Let’s take a look at your X-Ray: A Case Story

It was his 3rd visit in for his back pain, but it was the first time I had seen him. I ask how he’s feeling that day.

“I’m hurting, not much different since last time. I’ve had back pain for 5 years, it’s gotten worse in the last 3. I had an X-ray by a gastroenterologist done a few years ago and she saw my spine on the image. She asked if I had back pain.  I said ‘yes, yes I do.’ She said she could tell, because my lower vertebrae were fused together, L4 or 5 or something. She said I’d have back pain for the rest of my life because of it. I’m about a 5-6/10 pain today.”

It was the same story he’s told to every practitioner, over and over again. I know because

I read the same thing from doing a chart review and reading his evaluation documentation. I listened. I want to hear what patients think about themselves and their body. I also enjoy cataloging the things they say and how they describe their conditions… it’s either out of curiosity or fascination with what is internalized by people and how they are communicated to.

Anyway, the above statements are not that uncommon. So I perform a movement assessment with no change in symptoms. Have him perform his HEP motions to make sure he understands them (prone press-ups, McKenzie style). No change in symptoms.

Follow me along with what happens next. I force-progress the press-up to include patient over-pressure.  (That’s where the patient sags and lets out air at the top of a press-up, increasing the pressure.) No change. He then asks “Will this ever get better? Will I have to live with pain?” Excellent question.  This is what I need, he is open to hearing what I will say, he is feeling lost, he wants answers, and he is inviting in dialogue. Enter pain neuroscience education.

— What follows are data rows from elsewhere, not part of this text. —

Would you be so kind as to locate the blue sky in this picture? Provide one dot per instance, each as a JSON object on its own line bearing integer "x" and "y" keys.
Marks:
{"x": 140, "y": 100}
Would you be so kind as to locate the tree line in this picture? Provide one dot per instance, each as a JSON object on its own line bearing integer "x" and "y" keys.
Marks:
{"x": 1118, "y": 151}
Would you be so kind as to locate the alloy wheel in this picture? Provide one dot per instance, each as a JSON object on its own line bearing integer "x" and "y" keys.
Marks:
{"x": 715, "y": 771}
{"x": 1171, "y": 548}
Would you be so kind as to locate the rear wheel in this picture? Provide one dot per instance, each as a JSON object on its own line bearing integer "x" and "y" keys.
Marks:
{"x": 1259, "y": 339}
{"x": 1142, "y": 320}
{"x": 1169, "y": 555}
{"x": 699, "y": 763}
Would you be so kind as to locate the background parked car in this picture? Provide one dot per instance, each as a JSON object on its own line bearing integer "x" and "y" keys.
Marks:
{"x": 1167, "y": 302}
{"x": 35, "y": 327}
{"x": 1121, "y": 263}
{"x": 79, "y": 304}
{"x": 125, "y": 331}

Truth be told I did a very quick poor job in describing it. I told him that “pain is a feeling.  Since it is a feeling, and not something I can show him, that it will depends on how he… feels.” Crap. I started in the middle. I usually like to start with what a nerve is and that it has an on/off switch. We then interpret the mix and patterns of on/off signals coming from body parts. Then it usually goes something like this:

“So, everything in your body that you can sense comes from a nerve. No nerve, no feeling, no movement (not totally true, but it serves a point). So you are feeling your back because a nerve has been stimulated. Now it is up to your brain to interpret that stimulation. For example: if you feel a tickle on your upper arm while you are in spooky woods, you would likely be startled. If you felt that same tickle between-the-sheets with your lover, you would have a different feeling.  Same stimulation on the skin.  Different re-action.” and so on describing context, etc…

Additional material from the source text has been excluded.